The Taliban take over of Afghanistan in 2021 has had a severe impacts on the country’s higher education system, with systemic threats to Academic Freedom accompanied by specific threats against scholars, students and activists (particularly women and ethnic minorities). In response, we have seen an increased demand for ‘scholarly resettlement’ pathways which would see Canadian Higher Education institutions responding to this crisis through academic placements, scholarships, and other forms of support for Afghan scholars, students and activists. This talk will present the work of on project that has sought to respond to this demand: an IDRC funded project ‘Placement, Preservation and Perseverance’ which seeks to improve supports for Afghans resettling within Canadian Universities whilst also providing pathways for preserving Afghan knowledge(s) and networks more generally. Speakers will include the project’s Research Director (Dr. Elham Gharji-Carleton), the lead of the project’s student arm (Dr. Jenny Peterson-UBC) and a UBC student researcher who has conducted research in support of the project.

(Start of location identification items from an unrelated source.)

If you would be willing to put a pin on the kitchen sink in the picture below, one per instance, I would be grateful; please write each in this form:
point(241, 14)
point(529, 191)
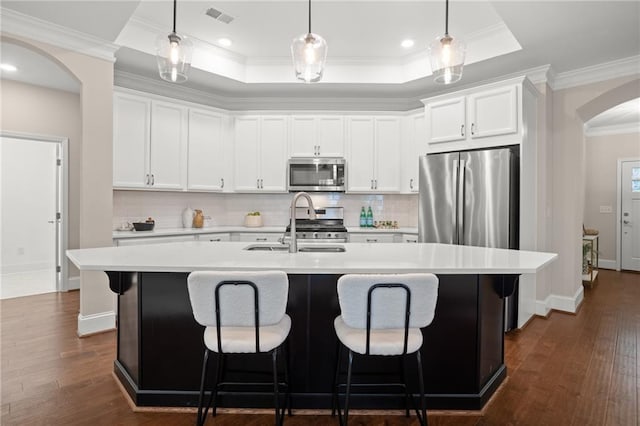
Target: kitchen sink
point(282, 248)
point(322, 249)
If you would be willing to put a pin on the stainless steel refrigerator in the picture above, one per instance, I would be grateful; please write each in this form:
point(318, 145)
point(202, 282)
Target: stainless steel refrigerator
point(472, 198)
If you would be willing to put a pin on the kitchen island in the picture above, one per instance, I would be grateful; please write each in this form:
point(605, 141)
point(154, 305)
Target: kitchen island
point(160, 345)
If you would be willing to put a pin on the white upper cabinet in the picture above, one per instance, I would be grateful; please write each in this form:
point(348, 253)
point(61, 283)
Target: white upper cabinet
point(206, 163)
point(373, 163)
point(260, 153)
point(493, 112)
point(149, 146)
point(474, 118)
point(168, 146)
point(414, 144)
point(131, 138)
point(446, 119)
point(317, 136)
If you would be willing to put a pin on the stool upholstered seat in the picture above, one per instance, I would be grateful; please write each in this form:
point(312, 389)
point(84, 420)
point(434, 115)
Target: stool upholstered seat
point(382, 315)
point(243, 313)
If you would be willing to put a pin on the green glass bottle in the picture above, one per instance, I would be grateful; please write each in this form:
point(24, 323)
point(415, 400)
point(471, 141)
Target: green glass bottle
point(369, 218)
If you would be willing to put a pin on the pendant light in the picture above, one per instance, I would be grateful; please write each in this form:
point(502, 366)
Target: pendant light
point(174, 55)
point(309, 53)
point(447, 55)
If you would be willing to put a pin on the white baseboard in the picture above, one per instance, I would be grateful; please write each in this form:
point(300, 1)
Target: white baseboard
point(608, 264)
point(26, 267)
point(96, 323)
point(73, 283)
point(560, 303)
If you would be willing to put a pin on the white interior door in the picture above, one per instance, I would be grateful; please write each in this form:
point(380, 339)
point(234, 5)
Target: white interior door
point(630, 209)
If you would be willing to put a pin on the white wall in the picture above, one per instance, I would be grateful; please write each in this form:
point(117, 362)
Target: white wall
point(229, 209)
point(28, 200)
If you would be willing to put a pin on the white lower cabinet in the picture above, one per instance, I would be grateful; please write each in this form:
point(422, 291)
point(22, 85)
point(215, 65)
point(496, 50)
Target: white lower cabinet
point(371, 237)
point(218, 237)
point(122, 242)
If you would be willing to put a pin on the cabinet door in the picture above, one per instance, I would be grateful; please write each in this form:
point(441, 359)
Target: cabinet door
point(446, 120)
point(273, 154)
point(330, 136)
point(206, 160)
point(303, 136)
point(167, 159)
point(247, 153)
point(493, 112)
point(387, 155)
point(131, 123)
point(360, 162)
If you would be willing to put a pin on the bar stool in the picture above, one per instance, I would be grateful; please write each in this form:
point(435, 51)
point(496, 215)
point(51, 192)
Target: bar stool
point(243, 312)
point(381, 315)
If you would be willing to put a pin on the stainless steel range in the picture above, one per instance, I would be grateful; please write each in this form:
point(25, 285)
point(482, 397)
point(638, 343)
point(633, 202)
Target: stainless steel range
point(327, 227)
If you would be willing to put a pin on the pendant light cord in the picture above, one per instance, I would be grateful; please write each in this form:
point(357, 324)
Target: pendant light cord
point(174, 15)
point(446, 18)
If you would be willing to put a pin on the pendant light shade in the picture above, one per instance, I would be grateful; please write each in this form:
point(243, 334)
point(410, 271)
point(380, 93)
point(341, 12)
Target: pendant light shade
point(174, 55)
point(446, 54)
point(309, 52)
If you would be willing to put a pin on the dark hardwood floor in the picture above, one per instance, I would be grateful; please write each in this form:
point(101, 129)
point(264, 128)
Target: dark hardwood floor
point(579, 369)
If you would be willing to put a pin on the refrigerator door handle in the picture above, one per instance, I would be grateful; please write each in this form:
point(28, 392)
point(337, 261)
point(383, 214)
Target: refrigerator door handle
point(460, 203)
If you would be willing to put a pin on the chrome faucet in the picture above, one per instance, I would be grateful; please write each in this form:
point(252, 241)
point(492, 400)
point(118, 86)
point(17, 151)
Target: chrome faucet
point(293, 245)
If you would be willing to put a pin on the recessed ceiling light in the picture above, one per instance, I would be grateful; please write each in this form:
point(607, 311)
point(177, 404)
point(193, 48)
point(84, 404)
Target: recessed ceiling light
point(407, 43)
point(8, 67)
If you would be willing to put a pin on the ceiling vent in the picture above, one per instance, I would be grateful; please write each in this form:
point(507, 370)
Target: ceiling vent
point(219, 15)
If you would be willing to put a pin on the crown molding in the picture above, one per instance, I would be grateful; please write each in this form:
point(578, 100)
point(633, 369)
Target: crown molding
point(25, 26)
point(618, 129)
point(596, 73)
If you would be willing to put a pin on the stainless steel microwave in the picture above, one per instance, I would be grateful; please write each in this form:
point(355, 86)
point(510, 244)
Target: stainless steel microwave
point(316, 174)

Jenny Peterson joined the department from the Humanitarian & Conflict Response Institute (Manchester) where she worked as a lecturer from 2009-2013. She is broadly interested in the politics of international aid with her past work analyzing process of liberal peacebuilding and critiques thereof. Finding much of this critical work homogenizing of a diverse range of processes she has recently began exploring conceptual and empirical deviations from the liberal model. Engaging with debates on pacifism, agonism, resistance, hybridity and political space she is now exploring diversity and innovation, both local and international, in peace/justice movements. She has conducted research and led student fieldtrips in Kosovo, Sri Lanka and Ghana. Her teaching interests include peace studies, international relations, humanitarian studies and human rights.
Elham Gharji received his PhD with distinction (Magna Cum Laude) in International Politics and Conflict Resolution from University of Coimbra in Portugal in 2021. Elham has taught subjects in IR and Central Asian politics in Afghanistan, and has guest-lectured in various universities in Europe and North America. He has been a Davis Center fellow at Davis Center for Russian and Eurasian Studies at Harvard University, and a Visiting Fellow at the Center on Governance at University of Ottawa, among others. He currently based at Carleton University, researching and coordinating the research component of an IDRC-funded collaborative project involving Carleton U and UBC, and supporting at-risk scholars, activists and students from Afghanistan.
Please join us to explore what is currently happening in terms of this project, related concerns regarding the scholarly resettlement of Afghan scholars and students in Canada, and the implications this might have for the Higher Education sector in supporting scholars and students from other crises such as Ukraine, Iran and elsewhere.